I'd offer storytime around the clock if I could, because I know there are many families who can't make the scheduled days and times. But I need to staff the reference desks, too, and do my other work at the library, so I offer as much as I can, knowing it isn't enough. --Emily
Here are some options for catching "storytime"-like experiences online, for those who can't make it in person.
*Virtual Storytime from the Public Library of Cincinnati and Hamilton County features videos of actual librarians reading children's books, facing the book forward just as we do in an in-person storytime. It includes songs and rhymes, the way in-person storytimes do, and children are able to see the text of the books.
*Storytime from Space features astronauts reading story books while floating around in orbit!
*Tell Me a Story from the King County Library System offers TONS of action rhyme and fingerplay videos by librarians, so you can chant along and do the motions with them just like in storytime! Rhymes and chants like these build children's ability to hear that words are made up of syllables, an important skill for learning to read. Below is one playlist; you'll find even more at the site.
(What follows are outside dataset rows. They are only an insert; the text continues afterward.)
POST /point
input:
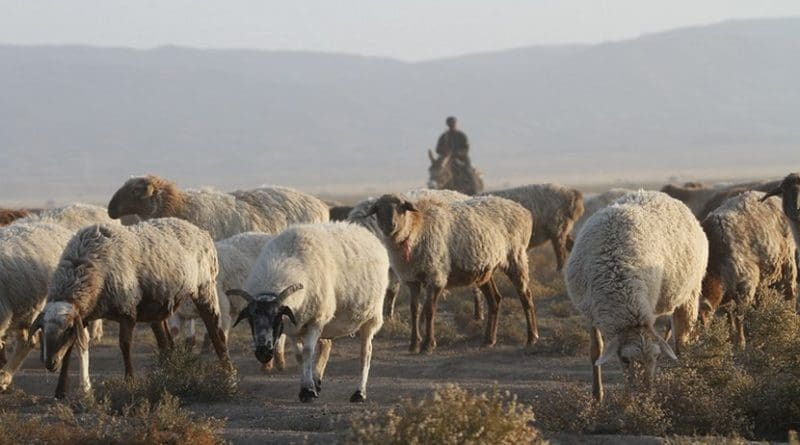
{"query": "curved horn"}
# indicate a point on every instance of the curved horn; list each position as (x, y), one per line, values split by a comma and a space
(774, 192)
(240, 293)
(290, 290)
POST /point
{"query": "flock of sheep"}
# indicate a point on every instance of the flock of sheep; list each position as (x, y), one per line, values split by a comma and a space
(269, 256)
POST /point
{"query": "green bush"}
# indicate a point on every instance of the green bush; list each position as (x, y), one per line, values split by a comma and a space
(451, 416)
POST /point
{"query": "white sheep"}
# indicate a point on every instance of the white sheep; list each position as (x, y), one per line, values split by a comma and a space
(138, 273)
(266, 209)
(329, 281)
(594, 203)
(236, 256)
(437, 245)
(554, 208)
(29, 254)
(643, 256)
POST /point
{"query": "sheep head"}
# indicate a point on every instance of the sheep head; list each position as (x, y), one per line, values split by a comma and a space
(638, 350)
(393, 213)
(142, 196)
(62, 327)
(264, 312)
(789, 190)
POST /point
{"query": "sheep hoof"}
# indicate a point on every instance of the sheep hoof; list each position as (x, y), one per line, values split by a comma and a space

*Storyline Online offers videos of celebrities reading picture books like The Kissing Hand, Harry the Dirty Dog, Strega Nona, and more. My reservation with this site is that, rather than reading the book while facing the viewing audience, the videos are done as voice-overs in which the illustrations are "animated" slightly and the text does not appear--so children can't see the words and connect them to the story. Your child will hear the text of picture books, but the experience will be more like watching a slow-moving cartoon.
Baby Storytime Tuesdays at 10am
For babies birth-24mos and their caregivers. Books, songs, rhymes, and movement that build early literacy skills, followed by plenty of time to socialize and play! Siblings always welcome.
Wednesdays at 10 am
For children aged 2-6 and their caregivers. Books, songs, rhymes, and movement in an energetic storytime designed to build early literacy skills while having fun. Siblings always welcome.
I strive to model dialogic reading in storytime, and encourage parents and caregivers to approach reading with their child the same way. In a nutshell, it entails asking questions that involve your child as you read: "Oooh, what do you think will happen next?" "Which animal is this? What sound does it make?" "Look at his face! How do you think he's feeling now?"
Dialogic reading builds skills--prediction, observation, reasoning, and more--that a straightforward reading of a story can't. It turns children from passive listeners into active participants, engaging them more deeply. For more information on dialogic reading, try this excellent tipsheet from CLEL.
Below are some of the songs and rhymes we regularly share in storytime. Try singing and moving to them at home! Singing and rhyming build children's listening skills and help them hear that words are made up of smaller sounds.
Further down, you'll find a video playlist of librarians performing songs and fingerplays in Spanish.
Family Storytime Favorites
Baby Storytime Favorites
If you need help finding the music CDs that contain these songs, just ask. If the library doesn't carry the CD you need, we can order it for you via interlibrary loan. Some musicians I recommend and play often: Laurie Berkner, Jim Gill, The Learning Groove (available through MNLink), Ralph's World, and the CD Songs for Wiggleworms.